Un jour, un des responsables du trading qui me connaissait depuis des années comme stratégiste m’a demandé : « dis-moi quelles sont tes positions, je te dirais ce que tu penses vraiment ». Car, entre faire des commentaires de marchés et se décider à « prendre une pos », le chemin est long. En discutant avec lui, je me suis rendu compte que non seulement j’étais beaucoup plus sélectif, mais en plus, les positions prises me conduisaient à une argumentation particulière et biaisée. Les positions que j’avais prises influençaient ma pensée. J’avais un biais bien connu en finance comportementale.
L’exemple du dollar
Je vais prendre un exemple pour illustrer ce point. Les taux de change sont très difficiles à prévoir car au carrefour de multiples facteurs. Dans la théorie, les taux de change évoluent en fonction des écarts de taux d’intérêt entre deux pays. L’évolution du dollar par rapport à l’euro dépend de l’évolution des écarts de taux entre Etats Unis et Europe. Mais dans la pratique, parle-t-on des taux nominaux (avant inflation) ou réels (après inflation) ? S’agit-il des taux courts influencés par les banques centrales, ou bien des taux longs qui évoluent en fonction d’autres facteurs (confiance dans les institutions du pays, inflation, situation politique…). S’agit-il des taux de aujourd’hui, ou bien de ceux qui sont anticipés ?
Selon les périodes, les marchés financiers vont donner plus d’importance à tel ou tel autre facteur. Dans les années 1980, le dollar fort venait des hausses de taux courts et du président Reagan, on parlait du dollar fort « Reagan ». Durant la crise régionale en Europe, rien d’autre n’importait que le risque de défaut d’un pays de la zone euro et la réaction de la BCE. Un facteur domine tous les autres.

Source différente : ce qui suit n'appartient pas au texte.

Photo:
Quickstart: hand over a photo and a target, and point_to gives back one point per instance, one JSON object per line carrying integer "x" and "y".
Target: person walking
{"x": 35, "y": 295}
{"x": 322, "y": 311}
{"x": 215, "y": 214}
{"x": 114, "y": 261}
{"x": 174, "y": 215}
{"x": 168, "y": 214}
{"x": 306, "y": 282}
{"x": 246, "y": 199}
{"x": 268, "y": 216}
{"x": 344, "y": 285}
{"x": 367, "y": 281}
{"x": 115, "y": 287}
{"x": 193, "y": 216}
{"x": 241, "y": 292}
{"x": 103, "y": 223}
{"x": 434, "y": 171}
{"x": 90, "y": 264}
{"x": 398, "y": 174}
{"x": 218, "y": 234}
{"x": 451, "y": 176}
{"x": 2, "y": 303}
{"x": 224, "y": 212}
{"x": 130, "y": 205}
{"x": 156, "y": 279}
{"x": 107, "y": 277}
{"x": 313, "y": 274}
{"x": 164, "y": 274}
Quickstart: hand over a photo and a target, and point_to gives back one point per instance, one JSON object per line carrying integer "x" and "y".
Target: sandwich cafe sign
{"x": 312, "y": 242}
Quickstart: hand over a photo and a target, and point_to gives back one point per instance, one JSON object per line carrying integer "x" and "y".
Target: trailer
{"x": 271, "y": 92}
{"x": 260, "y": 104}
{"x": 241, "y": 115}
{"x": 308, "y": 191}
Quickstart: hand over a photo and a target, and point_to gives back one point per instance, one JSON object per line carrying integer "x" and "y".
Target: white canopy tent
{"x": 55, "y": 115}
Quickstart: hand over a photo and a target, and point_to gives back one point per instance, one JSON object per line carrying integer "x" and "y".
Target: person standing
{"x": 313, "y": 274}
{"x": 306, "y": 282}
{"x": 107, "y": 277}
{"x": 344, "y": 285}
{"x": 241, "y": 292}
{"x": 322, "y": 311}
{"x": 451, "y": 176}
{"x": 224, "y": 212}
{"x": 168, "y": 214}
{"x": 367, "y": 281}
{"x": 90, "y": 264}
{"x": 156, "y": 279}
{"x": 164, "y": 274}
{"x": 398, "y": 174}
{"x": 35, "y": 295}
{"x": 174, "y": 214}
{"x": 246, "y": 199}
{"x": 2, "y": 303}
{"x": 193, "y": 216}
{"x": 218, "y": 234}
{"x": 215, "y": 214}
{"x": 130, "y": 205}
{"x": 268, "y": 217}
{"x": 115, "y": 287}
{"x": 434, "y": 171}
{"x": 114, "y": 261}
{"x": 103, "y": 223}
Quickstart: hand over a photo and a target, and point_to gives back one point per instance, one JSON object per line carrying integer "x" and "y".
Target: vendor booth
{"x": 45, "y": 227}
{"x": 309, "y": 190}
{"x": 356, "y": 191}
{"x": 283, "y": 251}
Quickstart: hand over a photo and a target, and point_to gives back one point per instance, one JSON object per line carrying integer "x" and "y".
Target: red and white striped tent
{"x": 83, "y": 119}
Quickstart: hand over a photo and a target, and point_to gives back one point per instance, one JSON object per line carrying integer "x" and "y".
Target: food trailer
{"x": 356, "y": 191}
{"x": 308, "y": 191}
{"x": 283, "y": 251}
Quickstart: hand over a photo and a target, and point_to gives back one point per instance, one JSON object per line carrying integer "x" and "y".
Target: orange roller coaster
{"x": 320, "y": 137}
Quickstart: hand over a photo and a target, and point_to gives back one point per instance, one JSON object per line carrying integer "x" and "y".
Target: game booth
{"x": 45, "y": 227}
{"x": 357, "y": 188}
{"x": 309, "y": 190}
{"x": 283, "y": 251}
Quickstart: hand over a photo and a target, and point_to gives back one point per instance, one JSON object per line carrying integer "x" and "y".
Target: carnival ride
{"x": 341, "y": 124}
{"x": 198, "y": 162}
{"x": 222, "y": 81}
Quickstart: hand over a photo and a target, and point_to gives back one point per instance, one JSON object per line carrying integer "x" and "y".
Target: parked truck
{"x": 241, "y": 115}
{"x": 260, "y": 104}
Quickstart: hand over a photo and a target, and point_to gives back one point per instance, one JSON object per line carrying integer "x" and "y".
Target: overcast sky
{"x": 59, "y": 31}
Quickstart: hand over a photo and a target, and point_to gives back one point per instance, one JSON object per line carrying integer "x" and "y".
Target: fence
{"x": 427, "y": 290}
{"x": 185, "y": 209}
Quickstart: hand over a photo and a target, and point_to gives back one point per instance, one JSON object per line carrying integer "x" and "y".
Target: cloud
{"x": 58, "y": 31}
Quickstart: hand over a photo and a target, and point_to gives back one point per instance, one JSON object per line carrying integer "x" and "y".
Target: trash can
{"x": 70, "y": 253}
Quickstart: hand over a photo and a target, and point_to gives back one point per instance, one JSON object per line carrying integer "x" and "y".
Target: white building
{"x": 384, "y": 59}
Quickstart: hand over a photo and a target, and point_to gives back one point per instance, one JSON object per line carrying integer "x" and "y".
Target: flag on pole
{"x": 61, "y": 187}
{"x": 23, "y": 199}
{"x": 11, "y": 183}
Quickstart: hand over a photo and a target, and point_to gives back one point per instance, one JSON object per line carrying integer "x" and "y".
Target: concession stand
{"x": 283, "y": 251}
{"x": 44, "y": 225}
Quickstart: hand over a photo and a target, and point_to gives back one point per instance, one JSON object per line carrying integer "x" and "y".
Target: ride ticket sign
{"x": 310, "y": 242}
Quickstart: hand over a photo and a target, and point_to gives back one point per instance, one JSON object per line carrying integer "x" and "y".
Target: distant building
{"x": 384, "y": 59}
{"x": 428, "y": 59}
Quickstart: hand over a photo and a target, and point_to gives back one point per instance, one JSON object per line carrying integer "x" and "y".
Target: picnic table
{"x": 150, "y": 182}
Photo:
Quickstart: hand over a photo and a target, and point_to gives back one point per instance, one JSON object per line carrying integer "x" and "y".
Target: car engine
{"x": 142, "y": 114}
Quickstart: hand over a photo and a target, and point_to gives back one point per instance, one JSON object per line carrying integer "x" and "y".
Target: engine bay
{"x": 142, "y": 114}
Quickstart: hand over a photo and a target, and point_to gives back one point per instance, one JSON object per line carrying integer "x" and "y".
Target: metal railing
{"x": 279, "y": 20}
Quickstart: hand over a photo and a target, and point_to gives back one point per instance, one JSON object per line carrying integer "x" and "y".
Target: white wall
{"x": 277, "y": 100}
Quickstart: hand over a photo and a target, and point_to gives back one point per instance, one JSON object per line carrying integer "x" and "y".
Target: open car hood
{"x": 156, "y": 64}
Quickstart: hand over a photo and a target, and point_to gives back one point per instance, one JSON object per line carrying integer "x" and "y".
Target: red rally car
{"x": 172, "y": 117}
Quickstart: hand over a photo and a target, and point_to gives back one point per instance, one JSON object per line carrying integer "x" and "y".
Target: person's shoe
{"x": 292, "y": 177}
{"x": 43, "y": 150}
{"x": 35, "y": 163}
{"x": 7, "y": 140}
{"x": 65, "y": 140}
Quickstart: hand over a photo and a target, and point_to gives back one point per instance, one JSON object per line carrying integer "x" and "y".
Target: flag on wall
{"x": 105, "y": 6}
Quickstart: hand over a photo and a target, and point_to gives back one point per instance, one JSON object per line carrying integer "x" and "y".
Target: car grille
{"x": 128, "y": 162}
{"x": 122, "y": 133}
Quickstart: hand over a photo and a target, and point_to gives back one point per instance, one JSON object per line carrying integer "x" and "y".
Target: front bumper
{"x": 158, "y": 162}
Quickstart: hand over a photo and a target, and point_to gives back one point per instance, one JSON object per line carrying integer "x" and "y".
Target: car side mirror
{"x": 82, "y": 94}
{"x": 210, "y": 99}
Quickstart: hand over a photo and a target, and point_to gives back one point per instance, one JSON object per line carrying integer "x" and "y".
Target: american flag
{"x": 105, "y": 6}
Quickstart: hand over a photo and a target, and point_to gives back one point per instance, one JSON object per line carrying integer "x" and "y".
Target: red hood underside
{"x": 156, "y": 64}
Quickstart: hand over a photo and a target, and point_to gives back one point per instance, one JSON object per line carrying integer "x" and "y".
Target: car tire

Lorsque l’on se décide sur une devise, on met en avant tel ou tel facteur en lui donnant subjectivement une importance primordiale, justifiant son opinion. Et l’inverse est vrai ; lorsque l’on a pris une position, on a tendance à privilégier le facteur qui la justifie.
Des biais assez répandus
Aujourd’hui, je m’en rends compte particulièrement, les biais liés à la position que l’on occupe sont fréquents. Il ne s’agit pas de malhonnêteté, non, simplement de biais liés à la perspective venant de la position occupée. Avec la position viennent la spécialisation, l’expertise, le déluge d’informations disponibles et une vision souvent trop focalisée sur son propre sujet.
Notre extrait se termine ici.